We are now in for another 10 months of intense agony negotiating with the EU over a trade deal.  They have already made constant demands and threats in advance of this. They are adamant they want to carry on fishing in our territorial waters, threaten that we will no longer have access to EU financial services and are still trying to make us stay part of the Customs Union, Single Market with our laws being overseen by the European Court of Justice.

Professor Alan Sked, a founder of UKIP, said on television recently that the EU has no trade deal with the USA or China yet trades with them both.  What does that tell you?  That this whole trade deal thing with the EU is a bit of a hoax.  We don't need a trade deal with them.  

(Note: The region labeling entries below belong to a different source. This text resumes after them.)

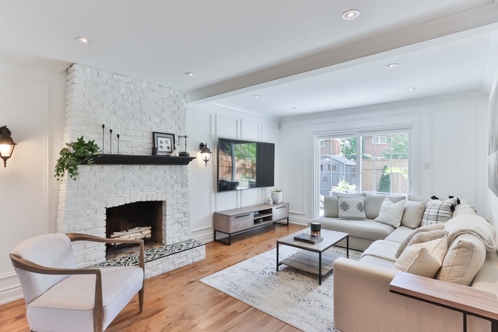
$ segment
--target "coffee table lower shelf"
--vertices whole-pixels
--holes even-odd
[[[282,259],[278,265],[284,264],[299,270],[318,274],[319,255],[318,252],[302,250]],[[322,273],[320,274],[322,277],[325,277],[332,272],[334,268],[334,262],[340,257],[342,257],[341,255],[327,251],[322,253]]]

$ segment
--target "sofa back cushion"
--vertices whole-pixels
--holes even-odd
[[[431,200],[430,198],[426,198],[425,197],[420,197],[418,196],[413,196],[411,195],[408,195],[406,198],[406,200],[408,201],[411,201],[412,202],[421,202],[424,204],[426,204],[427,202]]]
[[[337,196],[325,196],[323,198],[323,215],[334,218],[339,217],[339,203]]]
[[[404,210],[404,200],[393,203],[388,197],[386,197],[380,206],[378,217],[374,220],[390,225],[395,228],[398,228],[401,224],[401,217]]]
[[[449,243],[436,279],[470,286],[486,258],[486,248],[481,239],[469,233],[461,234]]]
[[[378,217],[380,206],[386,197],[388,197],[393,203],[397,203],[405,199],[404,196],[365,193],[365,215],[367,218],[375,219]]]
[[[332,192],[333,196],[352,196],[353,197],[364,197],[365,193],[341,193],[340,191]]]
[[[420,225],[425,210],[425,203],[424,202],[407,200],[401,217],[401,224],[410,228],[417,228]]]

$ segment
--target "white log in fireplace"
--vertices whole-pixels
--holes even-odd
[[[95,140],[104,153],[116,154],[119,133],[120,154],[149,155],[152,132],[176,137],[185,134],[181,92],[78,64],[68,71],[65,141],[83,136]],[[77,180],[66,179],[60,185],[58,232],[105,237],[107,209],[160,201],[163,243],[191,238],[187,166],[82,165],[79,170]],[[189,251],[186,264],[205,258],[204,246]],[[77,242],[75,254],[79,267],[100,263],[105,260],[105,245]],[[181,266],[182,259],[175,259],[179,264],[176,261],[174,267]]]

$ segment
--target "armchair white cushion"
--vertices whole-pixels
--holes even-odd
[[[118,240],[77,234],[48,234],[18,244],[10,254],[33,331],[102,331],[139,293],[143,301],[143,246],[138,266],[76,269],[72,240]],[[119,240],[121,243],[123,240]]]

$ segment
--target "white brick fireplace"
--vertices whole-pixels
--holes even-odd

The very best outcome for Britain would be to just leave on WTO terms.  Under GATT 24 the EU and Britain would have up to 10 years to agree a free trade deal and could carry on trading on current terms until this is finalised.  A poll in the Daily Express yesterday asking if we should just leave on WTO rules, has reached 98% in favour. Sadly Boris has shown no sign of wanting to do this. 

Yet it would be a true Brexit, giving us everything we voted for and more.  If we had left on WTO on 31st January, we could have started making trade deals with the rest of the world immediately.  As it is, we can't sign any until we leave fully at the end of December this year.

In fact the EU has us in exactly the position it wants us.  We have no say whatsoever in Europe, must follow all EU laws and adopt any new ones, as well as carry on paying them our membership fee.  Yes, this should only be until the end of the year.  That is if the EU in the next 10 months haven't found ways to keep us in this position for longer.